Не могу сказать, что присутствие настолько привлекательного мужчины меня совсем не волновало, но я набралась решимости и начала.
— У меня к вам не совсем обычное предложение. Не совсем того рода, которые вам делают.
Жермен вопросительно вздернул бровь. Я остановилась.
— Я хочу, что бы вы стали отцом моего ребенка.
Мои слова его удивили. Жермен смотрел на меня внимательно и серьезно, но не стал ничего спрашивать, только сказал:
— Боюсь, что это невозможно.
Только сейчас я поняла, что у него абсолютно непроницаемые глаза. Что бы ни выражало его лицо, как бы очаровательна не была его улыбка, выражение глаз понять было невозможно.
— Почему же? Я прошу этого не просто так. Вы получите хорошее… вознаграждение.
Он слегка улыбнулся.
— Вы будете удивлены, но это немного противоречит моим принципам.
Я была действительно удивлена. Принципы и Жермен?
— Мадам Рошар, я не знаком лично с бароном, но очевидно, что он плохой муж… Могу ли я предполагать, что он станет хорошим отцом? А вы — хорошей матерью… В чем бы не была причина вашего решения, но это ваше дело и ваши проблемы, а вы собираетесь впутать в это ни в чем не повинное существо…
Эти слова, сказанные спокойным мягким тоном меня отрезвили. Я ощутила стыд, потому что он был прав, и злость, потому что прав был он.
— Странно слышать такие слова от проститутки, пусть даже очень дорогой!

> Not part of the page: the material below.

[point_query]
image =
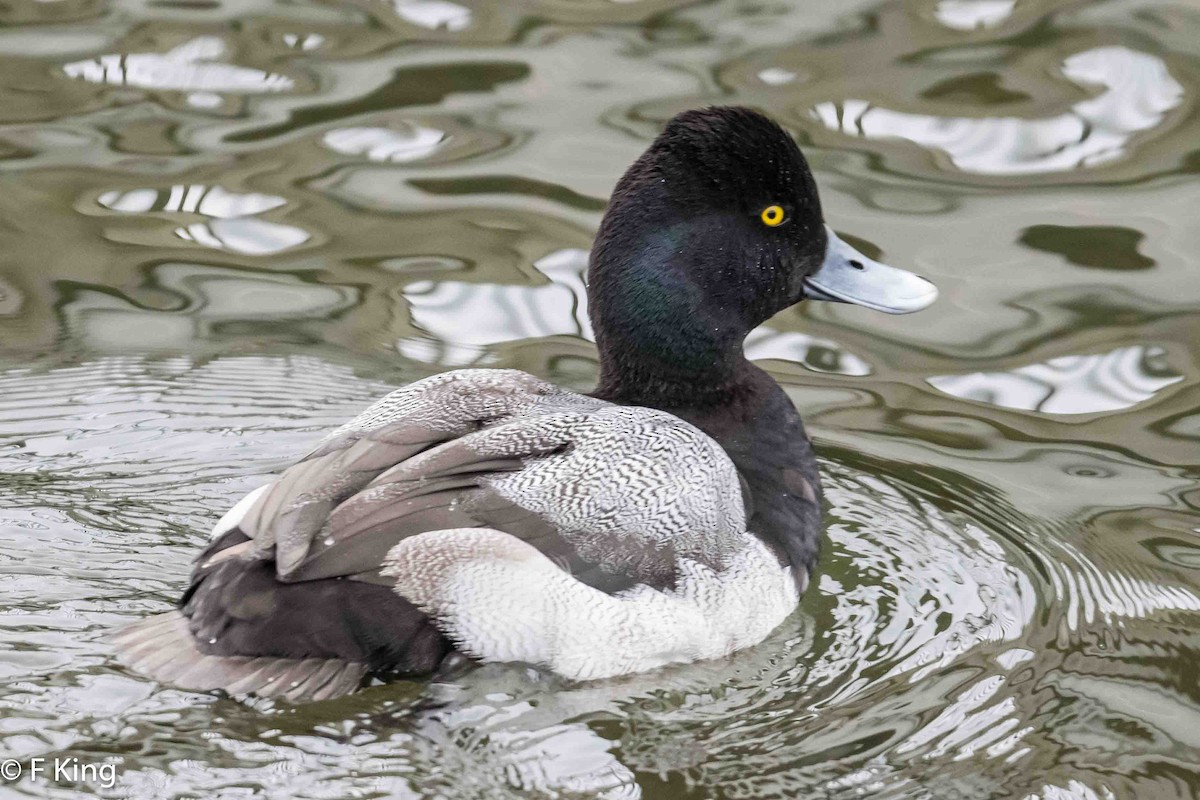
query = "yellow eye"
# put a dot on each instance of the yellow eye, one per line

Он даже не перестал улыбаться в ответ на мое оскорбление. Тогда я подумала, что он абсолютно лишен собственного достоинства.
Время — наш самый жестокий враг. Потому что оно беспристрастно. Я чувствовала, как полностью и безвозвратно теряю себя.
Как ни мало мы общались с Морисом, я не могла и слова сказать ему без резкостей. Каждая мелочь выводила меня из себя, я все чаще срывалась на тех, кто не мог мне ответить, так что прислуга иначе, чем стервой уже не называла. За глаза, конечно.
Не менее язвительный и вызывающий тон я невольно принимала со светскими знакомыми. Когда я спохватывалась и брала себя в руки, было уже поздно. Мориса бесили мои выходки. Мне — было все равно. Неужели это подобие существования, — то, что было мне предназначено?!
Я стала бояться себя, после того, как осознала, что долго и подробно выискиваю в книге описание ядов. Никогда не думала, что мысль о собственной смерти меня не испугает, а мысли о смерти другого человека принесут настолько глубокое удовлетворение. Вполне понятно, что на фоне всего этого я просто не заметила исчезновения Жермена. Его нет? Какое облегчение! Значит, мне не придется видеть того, кто сумел меня прочесть!
Мне без труда удалось убедить Мориса в необходимости своего внезапного посещения Шато-Виллен. Он был только рад избавиться от моего присутствия, так тяготившего его в последнее время. Его карьера шла в гору, я становилась не нужной.
Вначале я наслаждалась непривычной тишиной и свободой. Мне казалось, что я наконец нашла покой, которого хотела. Но разве можно убежать от себя…
На самом деле отъезд ничего не решал, но мысль о возвращении во Париж повергала меня в ужас.
Дом мой, где ты?! Даже здесь, в мире моего детства, делать мне было уже нечего. Виноградники были в порядке, управляющий прекрасно вел дела, фамильное достояние уже вполне могло самостоятельно выбраться из закладных. Я спасла свой дом. Вот только дом ли?
И какой ценой! Мне начало казаться, что родные стены смотрят на меня с осуждением зато, что я продала себя… А я их — возненавидела! Я возненавидела их за годы, проведенные с Морисом, за 'мадам Рошар', за наш брак, оказавшийся не такой уж хорошей сделкой. За пристальный понимающий взгляд отца.
Он никогда не ждал от нашего брака ничего хорошего, но и ничем не мешал мне, потому что для его обожаемых виноградников нужны были деньги, — и какие деньги! Его имя еще пользовалось некоторым влиянием, но это не могло спасти Шато-Виллен… А я вот смогла. Правда, способом, отличающимся от заработка Жермена лишь наличием брачного свидетельства.
Мой отец молча принял мой брак. Глупо было бы винить его за мои ошибки, но невозможно было не признать, что с этого дня между нами легла пропасть молчания, которая с каждым днем делалась все более непреодолимой и невыносимой.
— Быть может тебе стоит поехать на воды? — однажды осторожно предложил мне отец.
Я равнодушно согласилась с этой идеей. Никакие 'воды' были мне не нужны, но я отчаянно искала место, где меня не будет преследовать необходимость что-то делать, о чем-то думать, и удастся хоть не много привести в порядок свои мысли.